Sunday 31 January 2016

Jakob's Colours - Lindsay Hawdon


Inspired by the lost voices of the Romany Holocaust this heartbreaking and tender novel will appeal to readers who loved Sophie's ChoiceSchindler's Ark and The Book Thief.
Austria, 1944. Jakob, a gypsy boy - half Roma, half Yenish - runs, as he has been told to do. With shoes of sack cloth, still bloodstained with another's blood, a stone clutched in one hand, a small wooden box in the other. He runs blindly, full of fear, empty of hope. For hope lies behind him in a green field with a tree that stands shaped like a Y.
He knows how to read the land, the sky. When to seek shelter, when not. He has grown up directing himself with the wind and the shadows. They are familiar to him. It is the loneliness that is not. He has never, until this time, been so alone.
'Don't be afraid, Jakob,' his father has told him, his voice weak and wavering. 'See the colours, my boy,' he has whispered. So he does. Rusted ochre from a mossy bough. Steely white from the sap of the youngest tree.

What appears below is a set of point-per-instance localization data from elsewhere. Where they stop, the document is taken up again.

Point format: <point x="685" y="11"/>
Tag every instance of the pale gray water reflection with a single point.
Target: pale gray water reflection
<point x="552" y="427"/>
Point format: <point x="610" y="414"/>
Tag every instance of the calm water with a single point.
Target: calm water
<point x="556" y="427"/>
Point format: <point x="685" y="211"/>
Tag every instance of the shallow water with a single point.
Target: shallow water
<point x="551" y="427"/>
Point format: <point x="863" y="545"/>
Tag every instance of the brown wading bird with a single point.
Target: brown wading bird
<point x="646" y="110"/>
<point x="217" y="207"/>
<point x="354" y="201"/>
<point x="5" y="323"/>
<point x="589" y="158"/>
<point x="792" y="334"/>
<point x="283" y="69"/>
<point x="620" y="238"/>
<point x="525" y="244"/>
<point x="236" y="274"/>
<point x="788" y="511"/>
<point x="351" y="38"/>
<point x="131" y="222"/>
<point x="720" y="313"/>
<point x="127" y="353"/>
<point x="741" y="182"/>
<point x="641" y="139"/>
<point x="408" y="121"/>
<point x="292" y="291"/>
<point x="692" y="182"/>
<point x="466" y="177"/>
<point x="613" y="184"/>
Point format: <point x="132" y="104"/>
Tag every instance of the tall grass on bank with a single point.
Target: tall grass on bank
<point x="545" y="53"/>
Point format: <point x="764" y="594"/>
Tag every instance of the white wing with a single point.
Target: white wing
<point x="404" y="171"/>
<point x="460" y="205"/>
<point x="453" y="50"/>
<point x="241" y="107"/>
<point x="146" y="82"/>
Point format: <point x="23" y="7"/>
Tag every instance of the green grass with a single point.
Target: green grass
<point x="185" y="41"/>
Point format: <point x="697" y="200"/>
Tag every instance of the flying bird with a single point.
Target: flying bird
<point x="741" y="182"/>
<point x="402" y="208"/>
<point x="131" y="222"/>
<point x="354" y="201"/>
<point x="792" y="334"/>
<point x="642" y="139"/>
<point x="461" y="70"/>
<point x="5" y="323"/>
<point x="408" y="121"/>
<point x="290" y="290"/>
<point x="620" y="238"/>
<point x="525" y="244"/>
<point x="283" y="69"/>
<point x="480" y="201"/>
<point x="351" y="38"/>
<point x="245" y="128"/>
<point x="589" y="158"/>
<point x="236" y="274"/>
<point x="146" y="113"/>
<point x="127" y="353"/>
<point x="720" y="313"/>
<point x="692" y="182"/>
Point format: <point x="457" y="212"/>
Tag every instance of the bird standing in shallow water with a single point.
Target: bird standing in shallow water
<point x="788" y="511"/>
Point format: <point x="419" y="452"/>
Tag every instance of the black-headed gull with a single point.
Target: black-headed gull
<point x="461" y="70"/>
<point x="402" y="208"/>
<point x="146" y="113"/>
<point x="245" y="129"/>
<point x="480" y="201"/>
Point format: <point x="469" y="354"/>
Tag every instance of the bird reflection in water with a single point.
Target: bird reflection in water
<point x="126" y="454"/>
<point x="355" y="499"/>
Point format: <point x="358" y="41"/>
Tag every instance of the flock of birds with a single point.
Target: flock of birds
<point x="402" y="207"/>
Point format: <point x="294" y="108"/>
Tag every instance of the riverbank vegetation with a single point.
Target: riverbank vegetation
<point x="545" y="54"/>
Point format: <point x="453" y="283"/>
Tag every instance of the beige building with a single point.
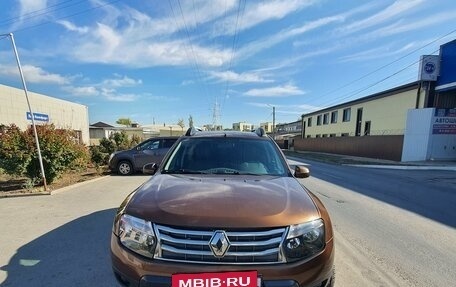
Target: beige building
<point x="384" y="113"/>
<point x="243" y="127"/>
<point x="47" y="110"/>
<point x="268" y="127"/>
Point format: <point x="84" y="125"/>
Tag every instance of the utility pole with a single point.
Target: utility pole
<point x="215" y="115"/>
<point x="273" y="122"/>
<point x="40" y="159"/>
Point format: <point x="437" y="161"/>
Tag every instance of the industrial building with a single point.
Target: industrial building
<point x="412" y="122"/>
<point x="46" y="110"/>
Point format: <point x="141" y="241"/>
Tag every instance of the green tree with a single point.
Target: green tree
<point x="121" y="140"/>
<point x="59" y="150"/>
<point x="124" y="121"/>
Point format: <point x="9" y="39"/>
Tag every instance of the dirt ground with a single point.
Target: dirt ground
<point x="11" y="186"/>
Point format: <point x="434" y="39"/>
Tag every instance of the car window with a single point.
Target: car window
<point x="167" y="143"/>
<point x="150" y="145"/>
<point x="226" y="155"/>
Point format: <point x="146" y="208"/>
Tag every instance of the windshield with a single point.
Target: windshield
<point x="226" y="156"/>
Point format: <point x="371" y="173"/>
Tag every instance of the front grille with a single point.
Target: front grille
<point x="260" y="246"/>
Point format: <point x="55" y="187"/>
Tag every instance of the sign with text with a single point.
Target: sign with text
<point x="444" y="122"/>
<point x="221" y="279"/>
<point x="38" y="117"/>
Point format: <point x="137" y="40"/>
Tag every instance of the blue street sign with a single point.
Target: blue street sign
<point x="38" y="117"/>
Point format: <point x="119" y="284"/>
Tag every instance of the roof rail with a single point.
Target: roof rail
<point x="192" y="131"/>
<point x="259" y="131"/>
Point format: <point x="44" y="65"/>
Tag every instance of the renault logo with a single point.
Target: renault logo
<point x="219" y="244"/>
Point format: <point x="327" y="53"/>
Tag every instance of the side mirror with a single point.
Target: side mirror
<point x="150" y="168"/>
<point x="301" y="171"/>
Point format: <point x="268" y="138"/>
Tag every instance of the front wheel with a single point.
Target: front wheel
<point x="124" y="168"/>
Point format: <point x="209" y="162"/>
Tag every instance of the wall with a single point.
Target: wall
<point x="387" y="114"/>
<point x="63" y="114"/>
<point x="381" y="147"/>
<point x="430" y="135"/>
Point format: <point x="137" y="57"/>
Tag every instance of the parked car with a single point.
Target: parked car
<point x="224" y="209"/>
<point x="126" y="162"/>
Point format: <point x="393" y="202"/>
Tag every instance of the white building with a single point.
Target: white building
<point x="47" y="110"/>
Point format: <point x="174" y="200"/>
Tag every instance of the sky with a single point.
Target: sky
<point x="219" y="61"/>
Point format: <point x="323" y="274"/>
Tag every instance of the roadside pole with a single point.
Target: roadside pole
<point x="40" y="159"/>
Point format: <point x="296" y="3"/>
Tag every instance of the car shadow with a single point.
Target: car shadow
<point x="431" y="194"/>
<point x="74" y="254"/>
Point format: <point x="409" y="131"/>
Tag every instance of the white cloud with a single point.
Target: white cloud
<point x="399" y="7"/>
<point x="278" y="91"/>
<point x="72" y="27"/>
<point x="233" y="77"/>
<point x="29" y="6"/>
<point x="87" y="91"/>
<point x="287" y="109"/>
<point x="120" y="81"/>
<point x="406" y="26"/>
<point x="187" y="82"/>
<point x="283" y="35"/>
<point x="258" y="12"/>
<point x="34" y="74"/>
<point x="112" y="95"/>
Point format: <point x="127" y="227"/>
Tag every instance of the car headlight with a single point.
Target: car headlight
<point x="304" y="240"/>
<point x="137" y="235"/>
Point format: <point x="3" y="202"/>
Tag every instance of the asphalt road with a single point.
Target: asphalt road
<point x="392" y="228"/>
<point x="62" y="239"/>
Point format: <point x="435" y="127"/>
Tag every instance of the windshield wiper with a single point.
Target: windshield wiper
<point x="182" y="171"/>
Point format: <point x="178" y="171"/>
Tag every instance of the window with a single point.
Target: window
<point x="326" y="118"/>
<point x="334" y="117"/>
<point x="346" y="115"/>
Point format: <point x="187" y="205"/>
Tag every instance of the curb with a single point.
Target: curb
<point x="405" y="167"/>
<point x="63" y="189"/>
<point x="52" y="192"/>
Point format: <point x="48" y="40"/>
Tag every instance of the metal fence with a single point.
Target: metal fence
<point x="373" y="146"/>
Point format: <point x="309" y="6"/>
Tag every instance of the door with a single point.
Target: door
<point x="147" y="152"/>
<point x="367" y="128"/>
<point x="359" y="121"/>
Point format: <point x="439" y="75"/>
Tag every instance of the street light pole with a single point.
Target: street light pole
<point x="40" y="159"/>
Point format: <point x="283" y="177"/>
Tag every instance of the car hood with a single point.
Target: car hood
<point x="222" y="201"/>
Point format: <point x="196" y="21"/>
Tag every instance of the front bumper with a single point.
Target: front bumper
<point x="133" y="270"/>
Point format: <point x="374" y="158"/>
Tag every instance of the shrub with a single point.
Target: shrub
<point x="98" y="157"/>
<point x="59" y="151"/>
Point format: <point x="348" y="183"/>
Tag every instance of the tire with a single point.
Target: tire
<point x="124" y="168"/>
<point x="333" y="278"/>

On and on, Jakob runs.
Spanning from one world war to another, taking us across England, Switzerland and Austria, Jakob's Colours is about the painful legacies passed down from one generation to another, finding hope where there is no hope and colour where there is no colour.

What did I think?

I rarely sneak a peek at a book as it drops through my letterbox but the mesmeric cover of Jakob's Colours attracted me like a moth to a flame.  Once I had sneaked a peek there was no going back as chapters flipped back and forth between 'This Day' and 'Before' and I just had to find out what had happened.

Eight year old Jakob is alone at the beginning of the book so it is clear that something awful has happened to his family, and the book is about the Romany Holocaust after all.  In the chapters 'Before' and 'Long Before', Lindsay Hawdon has made sure that the voices of Jakob's mother and father, Lor and Yavy, are heard so evocatively that you forget you are hurtling towards a shocking ending.  As we discover how Lor and Yavy met, the inclusion of authentic Romany language adds additional depth to these already colourful characters.

Jakob is an amazing boy who has survived against the odds during World War II.  There is a part of the story where an old man has hidden Jakob, and two others, in a cupboard so the Germans don't find them.  The compassion that Markus shows is humbling, as he shares his food with his hidden visitors and takes beatings from the German soldiers.  Jakob's will to survive helps him to cope with his self-enforced captivity and he draws strength from his fellow captives, who are willing to sacrifice everything so that Jakob can be free.

Completely devastating and utterly compelling, Jakob's Colours is a book that stayed with me long after reading the final page.  At times shocking, it gives a powerful voice to all those poor souls who unnecessarily lost their lives during World War II.

I received this book from the publisher, Hodder & Stoughton, via Bookbridgr in exchange for an honest review.